About two and a half percent of all their expenditures was spent on household utilities. Consumers therefore had the money to spend ninety-seven and a half percent on other goods and services. Put another way, for every forty dollars that consumers paid for goods and services, only one dollar went to pay for utilities.

Including electric service. Americans spent about a percent and a third of their expenditures on electric service. And about three quarters of a percent on water supply and sanitation services. And about four tenths of a percent on natural gas service.

You might be wondering why that natural gas percentage is as low as four tenths of a percent. This is because tens of millions of households in the U.S. do not have gas service, or if they do, they use gas sparingly. This is not true, of course, for electric, water and sanitation services.

As compared with a year before, in January of 2021, Americans paid 13.7 percent more for household utilities in January of 2022. That’s a faster rate of increase than for consumer expenditures in total, which was 11.8 percent, or for goods in total, which was 12.8 percent, or for services in total, which was 11.3 percent.
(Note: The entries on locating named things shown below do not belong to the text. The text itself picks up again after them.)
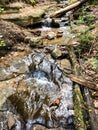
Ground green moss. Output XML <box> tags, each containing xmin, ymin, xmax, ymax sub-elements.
<box><xmin>74</xmin><ymin>85</ymin><xmax>86</xmax><ymax>130</ymax></box>
<box><xmin>0</xmin><ymin>39</ymin><xmax>6</xmax><ymax>47</ymax></box>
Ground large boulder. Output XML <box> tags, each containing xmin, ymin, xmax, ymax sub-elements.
<box><xmin>0</xmin><ymin>6</ymin><xmax>45</xmax><ymax>27</ymax></box>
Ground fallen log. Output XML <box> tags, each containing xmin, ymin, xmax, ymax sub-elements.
<box><xmin>68</xmin><ymin>74</ymin><xmax>98</xmax><ymax>91</ymax></box>
<box><xmin>50</xmin><ymin>0</ymin><xmax>86</xmax><ymax>18</ymax></box>
<box><xmin>84</xmin><ymin>88</ymin><xmax>98</xmax><ymax>130</ymax></box>
<box><xmin>69</xmin><ymin>47</ymin><xmax>98</xmax><ymax>130</ymax></box>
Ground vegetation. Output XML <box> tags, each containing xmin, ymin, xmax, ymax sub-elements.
<box><xmin>0</xmin><ymin>7</ymin><xmax>4</xmax><ymax>13</ymax></box>
<box><xmin>0</xmin><ymin>39</ymin><xmax>6</xmax><ymax>47</ymax></box>
<box><xmin>76</xmin><ymin>32</ymin><xmax>94</xmax><ymax>54</ymax></box>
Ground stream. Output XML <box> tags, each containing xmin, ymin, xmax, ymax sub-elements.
<box><xmin>0</xmin><ymin>1</ymin><xmax>75</xmax><ymax>130</ymax></box>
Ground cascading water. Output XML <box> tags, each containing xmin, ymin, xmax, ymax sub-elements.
<box><xmin>26</xmin><ymin>53</ymin><xmax>74</xmax><ymax>130</ymax></box>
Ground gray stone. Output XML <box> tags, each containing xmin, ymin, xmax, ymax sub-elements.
<box><xmin>51</xmin><ymin>47</ymin><xmax>62</xmax><ymax>59</ymax></box>
<box><xmin>29</xmin><ymin>37</ymin><xmax>43</xmax><ymax>47</ymax></box>
<box><xmin>8</xmin><ymin>113</ymin><xmax>16</xmax><ymax>130</ymax></box>
<box><xmin>61</xmin><ymin>59</ymin><xmax>71</xmax><ymax>74</ymax></box>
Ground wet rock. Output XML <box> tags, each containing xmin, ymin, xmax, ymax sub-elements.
<box><xmin>29</xmin><ymin>37</ymin><xmax>43</xmax><ymax>47</ymax></box>
<box><xmin>51</xmin><ymin>19</ymin><xmax>60</xmax><ymax>28</ymax></box>
<box><xmin>47</xmin><ymin>32</ymin><xmax>56</xmax><ymax>40</ymax></box>
<box><xmin>0</xmin><ymin>52</ymin><xmax>73</xmax><ymax>130</ymax></box>
<box><xmin>61</xmin><ymin>59</ymin><xmax>72</xmax><ymax>74</ymax></box>
<box><xmin>51</xmin><ymin>47</ymin><xmax>62</xmax><ymax>59</ymax></box>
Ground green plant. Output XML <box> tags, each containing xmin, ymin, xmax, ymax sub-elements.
<box><xmin>0</xmin><ymin>7</ymin><xmax>4</xmax><ymax>13</ymax></box>
<box><xmin>87</xmin><ymin>57</ymin><xmax>98</xmax><ymax>70</ymax></box>
<box><xmin>0</xmin><ymin>39</ymin><xmax>6</xmax><ymax>47</ymax></box>
<box><xmin>76</xmin><ymin>33</ymin><xmax>94</xmax><ymax>53</ymax></box>
<box><xmin>84</xmin><ymin>14</ymin><xmax>95</xmax><ymax>25</ymax></box>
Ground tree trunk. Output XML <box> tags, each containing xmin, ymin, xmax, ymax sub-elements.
<box><xmin>50</xmin><ymin>0</ymin><xmax>85</xmax><ymax>18</ymax></box>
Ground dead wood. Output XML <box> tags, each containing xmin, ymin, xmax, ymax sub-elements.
<box><xmin>69</xmin><ymin>74</ymin><xmax>98</xmax><ymax>91</ymax></box>
<box><xmin>50</xmin><ymin>0</ymin><xmax>86</xmax><ymax>18</ymax></box>
<box><xmin>69</xmin><ymin>47</ymin><xmax>98</xmax><ymax>130</ymax></box>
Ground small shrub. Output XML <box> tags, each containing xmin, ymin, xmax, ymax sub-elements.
<box><xmin>76</xmin><ymin>33</ymin><xmax>94</xmax><ymax>53</ymax></box>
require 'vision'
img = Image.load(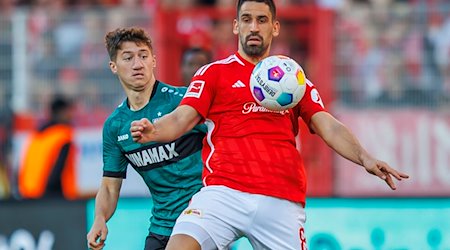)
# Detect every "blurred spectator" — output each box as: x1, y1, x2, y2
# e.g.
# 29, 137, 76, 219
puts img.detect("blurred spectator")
0, 86, 13, 199
18, 97, 77, 199
181, 48, 212, 86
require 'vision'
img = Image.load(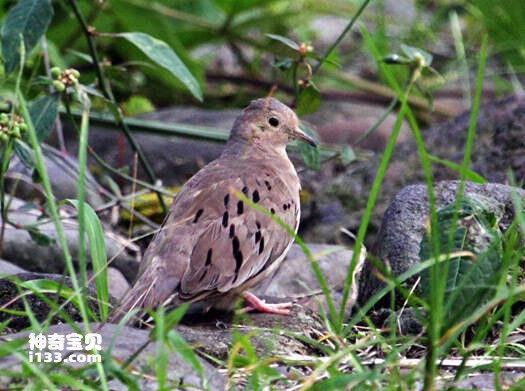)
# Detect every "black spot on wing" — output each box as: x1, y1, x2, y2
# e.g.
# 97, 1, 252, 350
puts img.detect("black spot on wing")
205, 248, 213, 266
232, 236, 242, 274
237, 201, 244, 215
259, 238, 264, 254
252, 190, 261, 203
193, 209, 204, 223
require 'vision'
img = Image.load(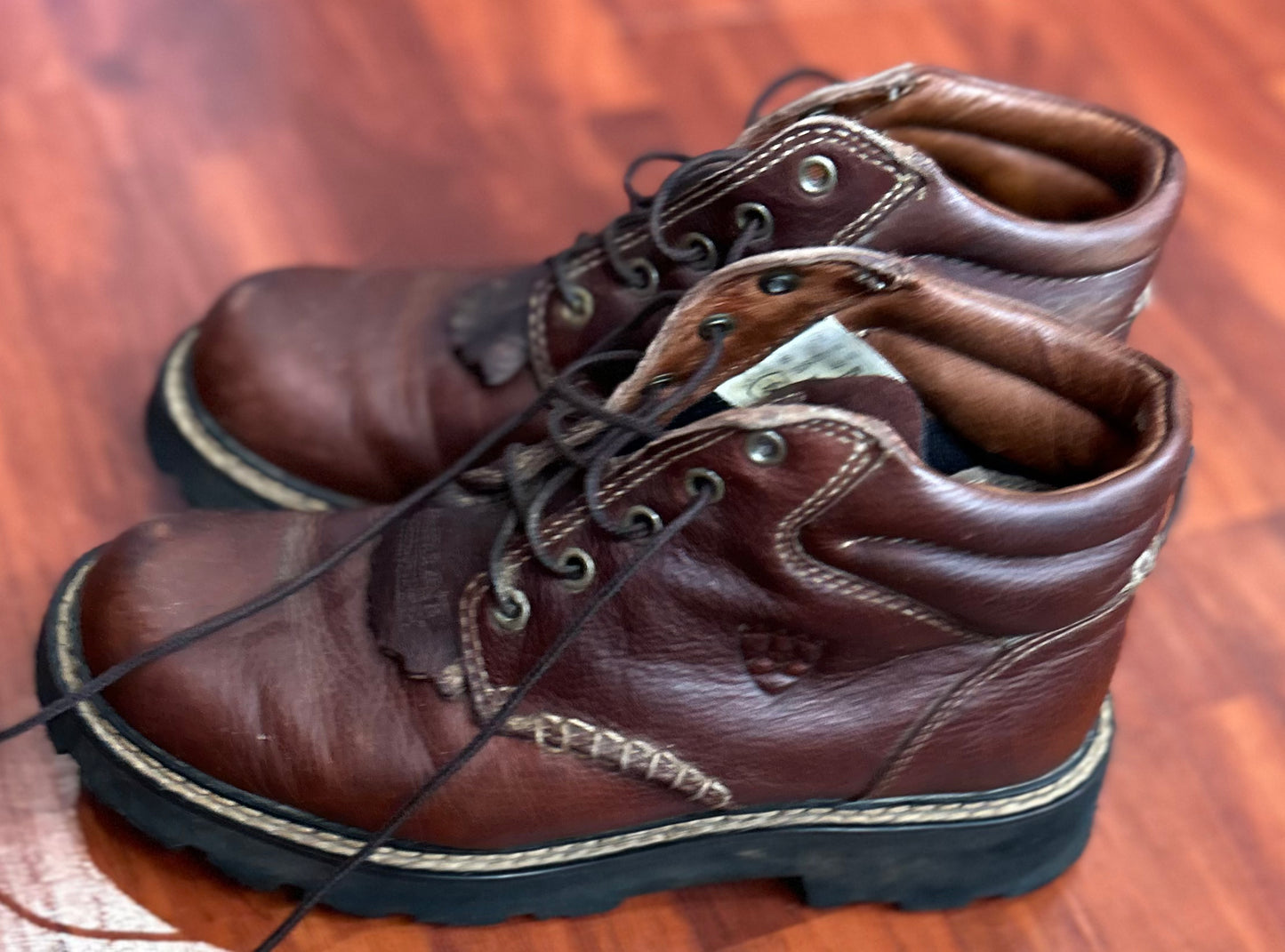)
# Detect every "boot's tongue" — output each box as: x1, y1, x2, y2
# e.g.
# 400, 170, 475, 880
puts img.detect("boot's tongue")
783, 374, 924, 456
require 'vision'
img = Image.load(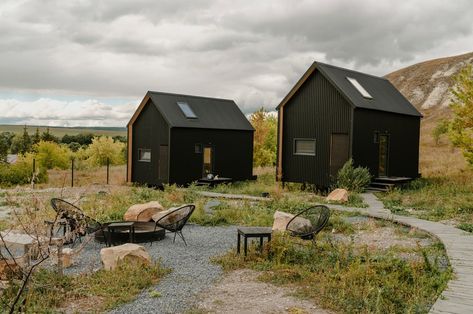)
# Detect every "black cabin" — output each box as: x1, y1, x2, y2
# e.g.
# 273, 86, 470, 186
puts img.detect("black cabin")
127, 92, 254, 186
277, 62, 422, 188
This faster rate of increase for household utilities was driven by, first of all, the very fast rate of increase for gas service. Americans spent 30 percent more for gas service this January than in the prior year’s January. And second, they spent 13.6 percent more for electric service this January than in the prior January.

As this column noted a few weeks back, Americans spent a historically low percent of their expenditures on electric service in calendar year 2021. Since the first year this data was published, 1959, electricity’s percent has never been as low. So electric service has never been this affordable.

That’s on average, however. Among America’s hundred and thirty million households, electric service is not affordable for a minority of them. Though that’s still millions of families.

Indeed, no matter how far down we drive electricity’s share of what Americans spend, there shall still be millions hard-pressed to pay their utility bills. It’s sad but it’s true.

Suppose the affordability goal really is an imperative to keep pushing until all – or virtually all – customers can bear the burden of utility bills without too much difficulty. Then our legacy regulatory model of setting rates rather than bills, and of setting those rates uniformly for vast heterogeneous customer classes, is a challenging way to get there.